Suppose you want to predict house prices from square footage:
  • Input (x): 2000 sq.ft.
  • Weight (w): 150 (price per sq.ft.)
  • Bias (b): 10,000 (base cost)
Prediction:
ŷ = x * w + b = 2000*150 + 10000 = 310,000
If actual price y = 300,000
Loss = (ŷ - y)² = (10,000)² = 100 million.
Backprop adjusts w and b to reduce this error.

3.4 Bias Explained Simply

Bias allows flexibility. Without it, the prediction line must pass through the origin (0,0). With bias, it can shift up/down to fit data better.
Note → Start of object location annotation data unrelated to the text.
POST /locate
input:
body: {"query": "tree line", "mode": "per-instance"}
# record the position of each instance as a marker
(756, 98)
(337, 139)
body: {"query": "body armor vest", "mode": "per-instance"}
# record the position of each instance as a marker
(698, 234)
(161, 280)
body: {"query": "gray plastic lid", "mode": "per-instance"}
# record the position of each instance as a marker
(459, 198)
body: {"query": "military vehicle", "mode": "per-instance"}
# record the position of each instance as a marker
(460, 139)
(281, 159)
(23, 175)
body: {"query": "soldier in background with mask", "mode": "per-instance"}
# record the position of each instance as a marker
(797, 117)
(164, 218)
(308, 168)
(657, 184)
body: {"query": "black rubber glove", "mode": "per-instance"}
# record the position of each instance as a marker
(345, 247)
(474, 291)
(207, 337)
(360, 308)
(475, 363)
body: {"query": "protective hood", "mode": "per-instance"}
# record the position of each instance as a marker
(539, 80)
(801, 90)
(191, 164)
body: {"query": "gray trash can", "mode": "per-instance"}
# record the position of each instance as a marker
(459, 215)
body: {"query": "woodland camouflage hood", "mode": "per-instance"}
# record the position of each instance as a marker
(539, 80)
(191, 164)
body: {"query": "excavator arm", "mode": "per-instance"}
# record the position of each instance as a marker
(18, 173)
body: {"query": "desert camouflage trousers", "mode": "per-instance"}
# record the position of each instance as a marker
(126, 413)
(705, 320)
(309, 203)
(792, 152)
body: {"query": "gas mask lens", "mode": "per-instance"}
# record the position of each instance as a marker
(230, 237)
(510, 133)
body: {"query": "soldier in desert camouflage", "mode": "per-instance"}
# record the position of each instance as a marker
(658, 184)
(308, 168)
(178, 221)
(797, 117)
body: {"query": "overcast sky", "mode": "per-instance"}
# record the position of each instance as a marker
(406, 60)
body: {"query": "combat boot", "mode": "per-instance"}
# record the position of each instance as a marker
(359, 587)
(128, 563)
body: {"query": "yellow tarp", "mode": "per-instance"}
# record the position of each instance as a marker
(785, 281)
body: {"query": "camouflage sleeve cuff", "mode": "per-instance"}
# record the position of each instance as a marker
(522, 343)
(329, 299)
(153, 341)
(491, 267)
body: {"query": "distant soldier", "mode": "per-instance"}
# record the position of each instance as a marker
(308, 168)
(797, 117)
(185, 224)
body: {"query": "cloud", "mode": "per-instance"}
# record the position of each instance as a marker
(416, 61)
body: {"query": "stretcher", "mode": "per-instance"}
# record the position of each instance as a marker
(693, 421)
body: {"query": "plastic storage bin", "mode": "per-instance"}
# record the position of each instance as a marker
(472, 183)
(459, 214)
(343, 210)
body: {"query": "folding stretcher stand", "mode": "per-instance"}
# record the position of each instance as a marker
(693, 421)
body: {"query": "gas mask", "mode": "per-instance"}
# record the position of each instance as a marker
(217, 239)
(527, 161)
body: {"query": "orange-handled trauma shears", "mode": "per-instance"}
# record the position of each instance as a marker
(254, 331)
4. Types of Neural Networks

  • Feedforward NN: Basic networks; info flows forward only.
  • CNN (Convolutional NN): Great for images.
  • RNN (Recurrent NN): For sequences like text; remembers past inputs.
  • Transformers: Modern architecture used in LLMs; handles sequences more efficiently.

5. Transformers and LLMs

Transformers revolutionized NLP.

5.1 Encoder vs Decoder

  • Encoder: Understands and represents input (e.g., BERT).
  • Decoder: Generates text (e.g., GPT).
  • Encoder-Decoder: Both (e.g., T5, Gemini).
Transformers use self-attention, which lets the model weigh relationships between all tokens in a sequence simultaneously.

6. How Are LLMs Trained?

Modern LLMs (like GPT-5, Llama, Gemini):
  1. Pretraining: Self-supervised learning on trillions of tokens; predict next word.
  1. Fine-tuning: Adapt to specific tasks or styles.
  1. RLHF: Improve responses using human feedback and reinforcement learning.

Training Techniques

  • Activation functions: ReLU, GeLU.
  • Loss functions: Cross-entropy for language models.
  • Optimizers: Adam, SGD (variants of gradient descent).
  • Regularization: Dropout, weight decay to prevent overfitting.

7. Why Transformers Beat RNNs

  • Process sequences in parallel (faster).
  • Better at handling long-term dependencies.
  • Scale well with data and compute.

8. Key Takeaways

  • AI → ML → DL is a hierarchy.
  • ML has multiple paradigms (supervised, unsupervised, self-supervised, RL).
  • Neural networks are the core of DL; Transformers power modern LLMs.
  • LLMs like GPT are trained using self-supervised learning + RLHF.

Final Words

We went from the basics of AI to the nitty-gritty of LLM training. While math can get heavy, the intuition remains simple: models learn patterns from data by adjusting weights and biases to reduce errors.
Next time you interact with GPT or Gemini, you’ll know the journey:
data → neural nets → transformers → fine-tuning → conversational AI!